Pak minorities' alliance call for check on country's blasphemy law

Islamabad, Pakistan - The All Pakistan Minorities Alliance (APMA) has appealed to the Chief Justice of the Supreme Court of Pakistan to take suo motto action against the alarming misuse of the blasphemy laws against minorities in the country.

APMA chairman, Shahbaz Bhatti said there have been several instances when blasphemy cases have been registered against minorities without any investigation or evidence.

Bhatti cited the example of Martha Bibi, a Christian woman from Kasur, against whom the Changa Manga police in Patoki tehsil, registered a blasphemy case under Section 295C-PPC, earlier this month, and that too without any investigation or solid evidence.

He said that the blasphemy case against Bibi was totally baseless and concocted.

He said the wording of the law was vague and open-ended, and thus open to interpretation and abuse, and now the hardliners and the extremists were taking advantage of this to persecute, victimise and terrorise religious minorities and opponents.

He said the "law was a naked sword hanging on the heads of non-Muslims in Pakistan".

He said religious minorities were being roped in false cases under the blasphemy law, and many were subjected to extra-judicial killing or were left to languish in prisons for years.

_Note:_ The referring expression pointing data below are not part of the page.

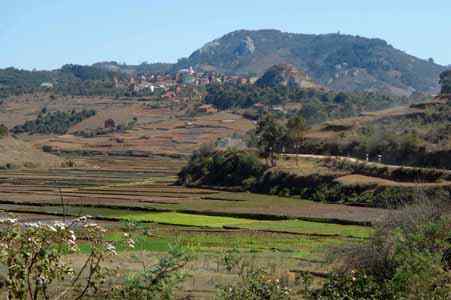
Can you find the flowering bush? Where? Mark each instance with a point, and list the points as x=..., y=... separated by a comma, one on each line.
x=33, y=255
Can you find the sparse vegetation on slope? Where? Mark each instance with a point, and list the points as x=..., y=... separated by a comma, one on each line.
x=53, y=122
x=342, y=62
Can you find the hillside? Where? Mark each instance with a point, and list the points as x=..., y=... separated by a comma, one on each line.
x=287, y=76
x=341, y=62
x=18, y=153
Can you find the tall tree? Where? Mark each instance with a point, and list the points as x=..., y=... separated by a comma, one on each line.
x=296, y=131
x=270, y=136
x=445, y=81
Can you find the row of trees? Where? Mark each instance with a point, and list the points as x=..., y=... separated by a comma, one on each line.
x=317, y=105
x=445, y=81
x=273, y=137
x=57, y=122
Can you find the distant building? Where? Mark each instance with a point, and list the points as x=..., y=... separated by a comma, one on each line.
x=3, y=130
x=47, y=85
x=207, y=108
x=109, y=124
x=170, y=95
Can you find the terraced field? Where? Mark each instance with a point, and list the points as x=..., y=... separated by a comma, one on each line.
x=278, y=233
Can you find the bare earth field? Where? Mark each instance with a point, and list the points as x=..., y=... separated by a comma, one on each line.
x=279, y=233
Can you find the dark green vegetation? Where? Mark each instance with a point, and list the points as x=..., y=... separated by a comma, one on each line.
x=317, y=105
x=53, y=122
x=3, y=130
x=445, y=81
x=244, y=171
x=287, y=76
x=420, y=138
x=69, y=80
x=230, y=168
x=339, y=61
x=408, y=257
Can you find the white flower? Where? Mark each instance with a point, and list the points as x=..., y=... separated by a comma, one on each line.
x=110, y=248
x=8, y=221
x=52, y=228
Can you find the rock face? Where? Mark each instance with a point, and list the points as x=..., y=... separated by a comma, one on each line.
x=286, y=75
x=340, y=62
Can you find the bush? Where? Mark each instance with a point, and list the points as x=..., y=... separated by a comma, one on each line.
x=404, y=259
x=53, y=123
x=229, y=168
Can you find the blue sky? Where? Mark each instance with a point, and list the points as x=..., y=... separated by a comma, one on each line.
x=45, y=34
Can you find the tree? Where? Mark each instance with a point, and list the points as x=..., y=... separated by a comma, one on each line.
x=270, y=136
x=445, y=81
x=295, y=132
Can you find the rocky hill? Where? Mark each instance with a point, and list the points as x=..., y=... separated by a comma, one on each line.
x=286, y=75
x=341, y=62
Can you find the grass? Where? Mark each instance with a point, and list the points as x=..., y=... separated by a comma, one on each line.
x=213, y=242
x=174, y=218
x=313, y=228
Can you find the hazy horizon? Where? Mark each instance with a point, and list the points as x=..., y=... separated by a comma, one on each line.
x=47, y=34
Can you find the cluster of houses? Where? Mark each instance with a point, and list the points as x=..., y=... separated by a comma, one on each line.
x=171, y=84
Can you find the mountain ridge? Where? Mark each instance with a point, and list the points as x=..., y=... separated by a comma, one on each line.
x=339, y=61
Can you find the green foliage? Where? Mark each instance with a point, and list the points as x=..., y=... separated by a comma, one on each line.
x=3, y=130
x=324, y=56
x=445, y=81
x=33, y=255
x=296, y=130
x=254, y=283
x=54, y=122
x=229, y=168
x=157, y=281
x=404, y=259
x=318, y=105
x=270, y=136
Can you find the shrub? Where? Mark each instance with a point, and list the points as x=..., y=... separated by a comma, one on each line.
x=229, y=168
x=404, y=259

Families of victims were compelled to leave their homes due to threats, harassment and a sense of insecurity, he said.

"Religious extremists took the law into their own hands and did not even wait for the judicial verdict. Judgments of superior courts had proved that the blasphemy law was being ruthlessly abused for settling personal scores and used for religious persecution," the Dawn quoted him as saying.

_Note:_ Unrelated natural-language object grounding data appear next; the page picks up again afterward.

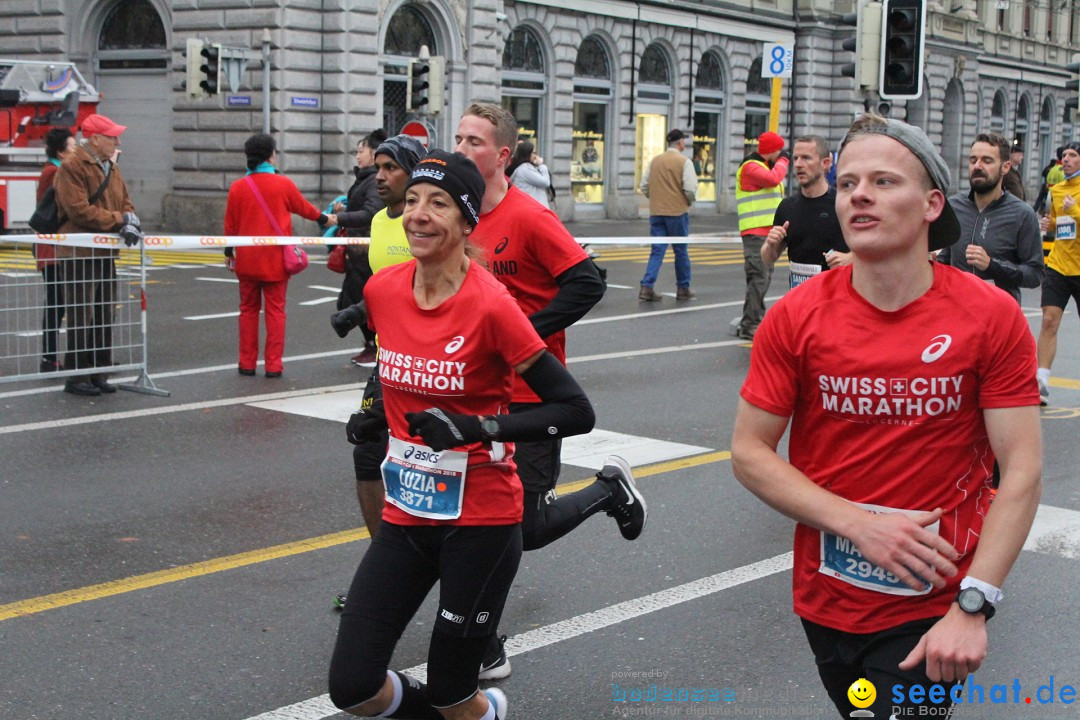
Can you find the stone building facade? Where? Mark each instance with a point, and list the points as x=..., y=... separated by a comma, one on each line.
x=595, y=83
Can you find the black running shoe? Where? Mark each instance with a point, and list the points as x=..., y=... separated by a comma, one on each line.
x=495, y=665
x=629, y=508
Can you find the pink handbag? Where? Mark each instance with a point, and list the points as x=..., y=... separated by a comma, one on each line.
x=294, y=256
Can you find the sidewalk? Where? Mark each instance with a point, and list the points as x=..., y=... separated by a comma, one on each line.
x=700, y=225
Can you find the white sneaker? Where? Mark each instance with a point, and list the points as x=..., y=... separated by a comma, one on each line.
x=498, y=701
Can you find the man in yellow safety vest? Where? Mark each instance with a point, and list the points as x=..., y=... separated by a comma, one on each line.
x=759, y=187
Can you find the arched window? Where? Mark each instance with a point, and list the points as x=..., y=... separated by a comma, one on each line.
x=408, y=29
x=132, y=25
x=523, y=52
x=592, y=93
x=525, y=84
x=406, y=32
x=655, y=68
x=1023, y=121
x=592, y=60
x=1045, y=131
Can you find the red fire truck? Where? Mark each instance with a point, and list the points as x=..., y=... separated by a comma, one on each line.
x=35, y=97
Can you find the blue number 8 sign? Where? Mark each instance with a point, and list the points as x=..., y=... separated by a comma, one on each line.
x=777, y=60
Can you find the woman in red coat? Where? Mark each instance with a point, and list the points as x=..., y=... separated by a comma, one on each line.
x=262, y=203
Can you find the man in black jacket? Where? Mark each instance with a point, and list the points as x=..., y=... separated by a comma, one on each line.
x=999, y=232
x=354, y=220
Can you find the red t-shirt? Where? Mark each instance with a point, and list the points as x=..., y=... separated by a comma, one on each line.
x=244, y=216
x=527, y=247
x=458, y=357
x=887, y=410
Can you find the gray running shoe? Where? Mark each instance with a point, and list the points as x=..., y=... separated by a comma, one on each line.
x=495, y=665
x=629, y=508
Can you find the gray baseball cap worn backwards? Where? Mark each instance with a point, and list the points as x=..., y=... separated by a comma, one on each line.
x=945, y=230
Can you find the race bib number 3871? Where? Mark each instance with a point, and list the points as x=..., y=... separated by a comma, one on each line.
x=424, y=483
x=841, y=560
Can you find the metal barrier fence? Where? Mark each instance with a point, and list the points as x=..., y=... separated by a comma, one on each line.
x=72, y=316
x=75, y=316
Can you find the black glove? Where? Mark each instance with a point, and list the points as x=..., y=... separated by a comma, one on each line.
x=131, y=234
x=442, y=431
x=348, y=318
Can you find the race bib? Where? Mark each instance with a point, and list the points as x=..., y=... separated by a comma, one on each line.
x=800, y=272
x=1066, y=228
x=424, y=483
x=841, y=560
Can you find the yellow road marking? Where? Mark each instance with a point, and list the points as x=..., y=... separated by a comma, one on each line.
x=31, y=606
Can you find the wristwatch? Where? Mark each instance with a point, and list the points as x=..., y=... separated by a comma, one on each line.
x=972, y=600
x=489, y=429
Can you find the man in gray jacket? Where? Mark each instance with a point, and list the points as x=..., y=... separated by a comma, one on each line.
x=999, y=232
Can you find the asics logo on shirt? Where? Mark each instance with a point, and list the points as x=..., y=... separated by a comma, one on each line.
x=455, y=344
x=936, y=348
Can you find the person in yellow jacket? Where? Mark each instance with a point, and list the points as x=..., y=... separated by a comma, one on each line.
x=759, y=187
x=1062, y=279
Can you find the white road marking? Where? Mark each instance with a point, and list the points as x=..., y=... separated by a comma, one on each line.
x=215, y=315
x=315, y=708
x=591, y=450
x=1055, y=531
x=326, y=406
x=108, y=417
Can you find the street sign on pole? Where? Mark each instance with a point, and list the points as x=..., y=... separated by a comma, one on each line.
x=777, y=60
x=417, y=130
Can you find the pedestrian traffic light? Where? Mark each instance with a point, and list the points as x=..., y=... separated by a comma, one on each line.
x=865, y=43
x=193, y=77
x=211, y=68
x=417, y=84
x=903, y=38
x=436, y=83
x=1072, y=103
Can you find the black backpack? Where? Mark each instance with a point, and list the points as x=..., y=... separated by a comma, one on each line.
x=46, y=217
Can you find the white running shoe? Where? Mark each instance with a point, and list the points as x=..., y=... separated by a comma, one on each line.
x=498, y=701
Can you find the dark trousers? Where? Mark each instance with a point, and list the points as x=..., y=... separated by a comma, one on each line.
x=53, y=314
x=90, y=287
x=844, y=657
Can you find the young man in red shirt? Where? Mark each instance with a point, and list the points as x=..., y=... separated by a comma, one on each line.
x=555, y=284
x=903, y=380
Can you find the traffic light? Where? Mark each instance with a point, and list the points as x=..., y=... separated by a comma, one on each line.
x=424, y=85
x=903, y=38
x=194, y=71
x=436, y=83
x=211, y=68
x=1074, y=102
x=417, y=84
x=865, y=43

He said that the blasphemy law violated Article 25 of the Constitution and was also against the Universal Declaration of Human Rights.

"Religious minorities respect all Holy Prophets and Holy Books; they can never commit acts that make their own lives miserable," he said.

"The law was hampering the efforts to promote interfaith harmony, national unity and dialogue among different faiths and encouraged religious bigotry, obscurantism and was strengthening religious extremists to indulge in violence in the name of religion. The government should take concrete and practical steps to stop the misuse of the blasphemy law and that its existence and of other discriminatory laws were hurdles in making Pakistan an enlightened and moderate state," he added.

As such the Supreme Court should repeal it and order the set up of a judicial commission to review pending cases pertaining to the blasphemy laws and release all innocent prisoners immediately, Bhatti added.